従来の変速機の潤滑構造では、オイルセパレータが設けられる。オイルセパレータは、出力軸の軸方向から見ると、歯車の下方を取り囲むように板状の部材を湾曲させて上方に開いた容器形状である。このような断面形状のオイルセパレータが、出力軸の軸方向に延設されている。オイルセパレータは、ケーシング内の下部の油滞留空間を掻き上げ領域と貯留領域とに区画する。掻き上げ領域は、歯車に近接する側の領域である。そしてオイルセパレータは、出力軸に設けられる歯車の回転によって掻き上げられるオイル量を調整して余分な攪拌抵抗を抑制している(特許文献1参照)。
特開2009−127673号公報
しかし、前述した従来の変速機の潤滑構造では、入力軸側の歯車にはオイルが届きにくかった。オイルセパレータを伝って掻き上げられるオイルの殆どは、入力軸側に到達する前に重力の影響から落下するためである。このため入力軸側の歯車及びシンクロメッシュ機構は、潤滑オイルが不十分になって耐久性が不足する可能性があるという問題があった。本発明は、このような従来の問題点に着目してなされたものであり、特にシンクロメッシュ機構の耐久性を向上させる変速機の潤滑構造を提供することを目的とする。
本発明は以下のような解決手段によって前記課題を解決する。
本発明は、少なくとも上下に平行に配置された2本のシャフトを有する変速機の内部をオイルで潤滑する構造であって、前記下方のシャフトと同軸に設けられるギヤと、前記上方のシャフトと同軸に設けられる可動部材と、前記下方シャフトのギヤの外周側に設けられ、両端のうち下方シャフト回転先側の端部が下方シャフトの軸心よりも高い位置に形成されて、下方シャフトのギヤの掻き上げたオイルが前記可動部材に到達するように案内するオイルガイドと、を備えることを特徴とする。

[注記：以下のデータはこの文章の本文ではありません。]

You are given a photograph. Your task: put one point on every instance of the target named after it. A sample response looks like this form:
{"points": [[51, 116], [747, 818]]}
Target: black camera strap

本発明によれば、オイルガイドの両端のうち下方シャフト回転先側の端部が下方シャフトの軸心よりも高い位置に形成されるので、下方シャフトのギヤによって掻き上げられるオイルが上方シャフトの可動部材に到達する。これにより潤滑するオイル量が増えるので、上方シャフトと同軸に設けられる可動部材の耐久性が向上する。
本発明による第1実施形態の変速機の潤滑構造を示す図である。 第2実施形態の変速機の潤滑構造を軸方向から見た図である。 第3実施形態の変速機の潤滑構造を軸方向から見た図である。 第4実施形態の変速機の潤滑構造を軸方向から見た図である。 第5実施形態の変速機の潤滑構造を軸方向から見た図である。
以下では図面等を参照して本発明を実施するための最良の形態について説明する。
(第1実施形態)
図1は、本発明による第1実施形態の変速機の潤滑構造を示す図であり、図1(A)は、変速機の潤滑構造を側面から見た断面を示し、図1(B)は、図1のA−A断面を示す。
本実施形態の変速機の潤滑構造は、上下に平行に配置された2本のシャフト(メインシャフト及びカウンターシャフト)を有する平行2軸歯車式の同期噛み合い変速機の内部をオイルで潤滑する。変速機の潤滑構造1は、カウンターシャフト20と、カウンターギヤ21と、メインシャフト30と、メインギヤ31と、シンクロメッシュ機構40と、オイルガイド50と、オイル堰51と、仕切り板52と、を備える。
カウンターシャフト20は、メインシャフト30の下方に位置する下方シャフトである。カウンターシャフト20は、メインシャフト30と平行である。カウンターシャフト20は、図示しないインプットシャフトの回転トルクを入力する。
カウンターギヤ21は、カウンターシャフト20と同軸であってカウンターシャフト20の外周に固設されるヘリカルギヤ(ハスバ歯車)である。カウンターギヤ21は、カウンターシャフト20の回転トルクを伝達する。カウンターギヤ21は、変速機の仕様に応じて複数個設けられる。図1(A)では、複数個のカウンターギヤのうち、2つのカウンターギヤ21を示す。各カウンターギヤは歯数が異なる。図1(A)では左側のカウンターギヤ21の歯数が右側のカウンターギヤ21の歯数よりも多い。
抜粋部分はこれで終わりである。